North Mississippi rhythm & blues and fife & drum meet techno and punk rock in The Kropotkins' world, producing startling song and dance styles, exploring a parallel American popular music.

The group features Memphis singer and guitarist Lorette Velvette, guitar and bass by Dog (a.k.a. Mark Deffenbaugh, Souixie and the Banshees and John Cale), banjo and violinist Dave Soldier, violinist Charlie Burnham (James Blood Ulmer trio), drummers Samm Bennett and Jonathan Kane (the Swans, February, La Monte Young), Al X. Greene on keyboards, with bass by Doug Easley .


Village Voice article about The Kropotkins
San Francisco East Bay Express review
All music review

Village Voice Review
Conduct Unbecoming
What kind of mad scientist cooked up the Kropotkins? It was a neurobiologist up at Columbia who goes by David Soldier. A conceptualist composer, Soldier is no stranger to the blues. The Soldier String Quartet used to do microtonal arrangements of Muddy Waters songs that were both decorous and ass-kicking. Taking the stage at Joe's Pub on Thursday, Kropotkins left decorous in the dust.

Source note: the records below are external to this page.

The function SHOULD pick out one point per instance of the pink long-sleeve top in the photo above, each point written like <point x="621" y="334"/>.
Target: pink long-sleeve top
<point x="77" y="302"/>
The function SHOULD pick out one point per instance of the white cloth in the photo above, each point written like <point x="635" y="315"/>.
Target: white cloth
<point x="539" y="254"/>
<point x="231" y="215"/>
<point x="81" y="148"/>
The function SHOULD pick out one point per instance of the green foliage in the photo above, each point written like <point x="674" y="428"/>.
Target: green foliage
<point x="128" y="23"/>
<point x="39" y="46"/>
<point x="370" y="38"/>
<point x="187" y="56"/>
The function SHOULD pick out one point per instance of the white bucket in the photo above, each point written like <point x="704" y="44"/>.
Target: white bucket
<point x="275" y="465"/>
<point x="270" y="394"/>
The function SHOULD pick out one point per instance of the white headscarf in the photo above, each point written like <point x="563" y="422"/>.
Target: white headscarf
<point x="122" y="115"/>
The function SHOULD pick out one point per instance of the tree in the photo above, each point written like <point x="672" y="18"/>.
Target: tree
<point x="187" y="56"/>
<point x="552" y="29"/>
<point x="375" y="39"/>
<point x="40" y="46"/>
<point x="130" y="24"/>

Nothing with drummer Moe Tucker, the thundergoddess behind the Velvet Underground, could be described as decorous. Her opening set of angry songs about working-class America (take that, Lou) rocks way too hard for the pretties at Joe's. In Kropotkins, Jonathan Kane joins her in an overdriven second line. Violinist Charles Burnham is a funky improviser who plays with Susie Ibarra. Soldier's banjo suggests that the high lonesome sound is an overtone series generated by the open strings of the Delta bottom. Kropotkins find common ground between the non-Western tunings and African beats of the old blues and the barbaric harmonies of early minimalism. Not for nothing is their new album entitled Five Points Crawl, after the notorious downtown ghetto of the last century. Soldier's is a blues of gentrification.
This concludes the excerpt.